Fish out of Water: Poor Connor. Also Clive Palmer; they're both scientific, logical types, who don't deal well with the Faerie Realm at all.
Fourth Date Marriage: Cordelia and Bryn. Tania, due to her 21st-century upbringing, strongly disapproves of this. Especially when Edric suggests following their example. She turns him down hard, triggering one of their "off again" periods that lasts far into the next book.
100% Adoration Rating: Surprisingly subverted, especially for such an ordinarily optimistic and cute series.
Light Is Not Good: Hollin, who dresses in bright yellow and claims to be a famous healer, but is really just an Ax-Crazy charlatan out for Tania's blood.
Mood Whiplash: Cordelia and Bryn's wedding becomes the site of a gruesome epidemic. Worse yet, Cordelia herself becomes ill during what is implied to be Their First Time.

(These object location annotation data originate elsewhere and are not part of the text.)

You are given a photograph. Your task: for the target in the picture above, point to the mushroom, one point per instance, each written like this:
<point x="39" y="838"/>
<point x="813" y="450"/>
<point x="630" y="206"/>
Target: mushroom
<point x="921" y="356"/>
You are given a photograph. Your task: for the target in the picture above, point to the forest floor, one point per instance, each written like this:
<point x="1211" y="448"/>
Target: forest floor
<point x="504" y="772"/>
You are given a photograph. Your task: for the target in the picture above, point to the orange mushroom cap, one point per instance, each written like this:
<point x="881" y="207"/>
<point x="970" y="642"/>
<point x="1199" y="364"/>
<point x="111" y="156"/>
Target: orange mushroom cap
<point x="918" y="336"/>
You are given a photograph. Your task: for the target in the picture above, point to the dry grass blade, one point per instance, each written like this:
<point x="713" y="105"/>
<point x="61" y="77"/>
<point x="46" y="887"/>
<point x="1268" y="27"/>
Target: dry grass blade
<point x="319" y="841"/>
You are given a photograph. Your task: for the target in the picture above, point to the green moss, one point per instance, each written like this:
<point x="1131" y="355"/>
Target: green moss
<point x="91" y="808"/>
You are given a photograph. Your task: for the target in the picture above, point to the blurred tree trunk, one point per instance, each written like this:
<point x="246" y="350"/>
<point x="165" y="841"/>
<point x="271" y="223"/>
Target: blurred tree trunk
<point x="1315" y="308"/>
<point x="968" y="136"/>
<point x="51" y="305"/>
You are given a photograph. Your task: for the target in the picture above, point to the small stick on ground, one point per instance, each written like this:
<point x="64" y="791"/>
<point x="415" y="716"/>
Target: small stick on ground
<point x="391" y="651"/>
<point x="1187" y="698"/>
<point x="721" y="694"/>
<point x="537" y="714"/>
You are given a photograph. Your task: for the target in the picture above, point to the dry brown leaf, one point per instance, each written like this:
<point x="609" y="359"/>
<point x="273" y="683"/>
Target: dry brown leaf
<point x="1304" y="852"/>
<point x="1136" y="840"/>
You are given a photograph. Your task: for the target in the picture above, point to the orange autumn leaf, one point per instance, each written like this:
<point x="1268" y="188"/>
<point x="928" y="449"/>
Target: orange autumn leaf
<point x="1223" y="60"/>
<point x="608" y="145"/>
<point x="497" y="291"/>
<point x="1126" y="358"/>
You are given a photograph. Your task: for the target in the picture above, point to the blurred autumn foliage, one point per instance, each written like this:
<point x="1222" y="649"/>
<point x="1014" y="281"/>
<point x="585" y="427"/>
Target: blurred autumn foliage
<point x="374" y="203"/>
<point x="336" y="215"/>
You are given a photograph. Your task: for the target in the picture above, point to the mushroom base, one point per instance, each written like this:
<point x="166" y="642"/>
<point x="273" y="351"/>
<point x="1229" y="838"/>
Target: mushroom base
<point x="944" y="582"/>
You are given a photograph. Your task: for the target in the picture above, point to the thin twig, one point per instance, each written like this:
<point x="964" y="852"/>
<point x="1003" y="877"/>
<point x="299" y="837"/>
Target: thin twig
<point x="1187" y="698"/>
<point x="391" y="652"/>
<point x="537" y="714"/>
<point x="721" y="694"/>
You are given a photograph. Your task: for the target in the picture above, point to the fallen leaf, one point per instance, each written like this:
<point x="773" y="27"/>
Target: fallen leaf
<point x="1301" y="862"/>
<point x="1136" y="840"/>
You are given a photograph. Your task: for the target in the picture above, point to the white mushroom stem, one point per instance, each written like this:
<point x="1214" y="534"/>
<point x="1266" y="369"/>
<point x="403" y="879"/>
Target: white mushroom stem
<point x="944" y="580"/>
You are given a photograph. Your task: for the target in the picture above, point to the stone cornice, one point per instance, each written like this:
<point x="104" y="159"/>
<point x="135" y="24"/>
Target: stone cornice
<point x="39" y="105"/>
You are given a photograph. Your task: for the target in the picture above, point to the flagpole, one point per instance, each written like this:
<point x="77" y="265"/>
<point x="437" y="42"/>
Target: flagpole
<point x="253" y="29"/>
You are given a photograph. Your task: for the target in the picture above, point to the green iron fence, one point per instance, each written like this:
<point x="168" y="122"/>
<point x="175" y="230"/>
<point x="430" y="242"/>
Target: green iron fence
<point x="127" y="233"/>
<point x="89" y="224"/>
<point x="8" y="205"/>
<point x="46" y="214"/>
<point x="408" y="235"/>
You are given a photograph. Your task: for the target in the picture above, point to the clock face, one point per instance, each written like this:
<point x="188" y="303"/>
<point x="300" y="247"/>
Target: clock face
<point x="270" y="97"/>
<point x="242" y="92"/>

Immortality Immorality: Connor makes a deal with Lord Balor, who is searching for the secret to immortality: in return for handing over Tania and Rathina to Balor to experiment on, Balor will let him take the secret back to England and become rich and famous. It ends badly for both of them: Balor dies, Connor is mind-wiped.
Kid with the Leash: Lord Balor and his chained Salamander. Once the Salamander is freed, it takes gleeful revenge and is glad to help Tania in return.
Mind Rape: Edric to Tania, taking on eerie shades of Gabriel Drake. Somewhat understandable, since he was Gabriel's adopted brother and sidekick for more than five hundred years. Some of his influence is bound to stick. But really, hypnotizing your ex-girlfriend into dancing with you when she clearly doesn't want to? Not nice.
When Ashling does the same thing to him later on, you can't help feeling as though it's Laser-Guided Karma.
Mind Screw: The land of Erin. There's one region of endless night, another of endless day, one where the voices of dead loved ones call to travelers from the trees ... you would not want to live there. Connor perceives the entire Faerie Realm as this.
My Future Self and Me: Tania travels back in time to recruit six of her previous human incarnations to help her save Faerie, which she finds somewhat horrifying - especially since she needs to fetch them just before their natural deaths.
The Ophelia: Cordelia, who is assumed to be dead but is actually locked in Eden's former tower. By the time Tania and Jade find her, though, she's just Obfuscating Insanity to protect herself from Lear.
Pair the Spares: Rathina and Titus, who was one of Zara's suitors before she died. Also, Titus is their step-cousin.
What Happened to the Mouse?: Hollin, who was magically banished to an unknown location by Edric and never heard from again. Also Oberon, who leaves to renew his bargain with the Divine Harper; the price he needs to pay is left unknown, but it is implied in a few parts of the book that he gave up his life to save Faerie.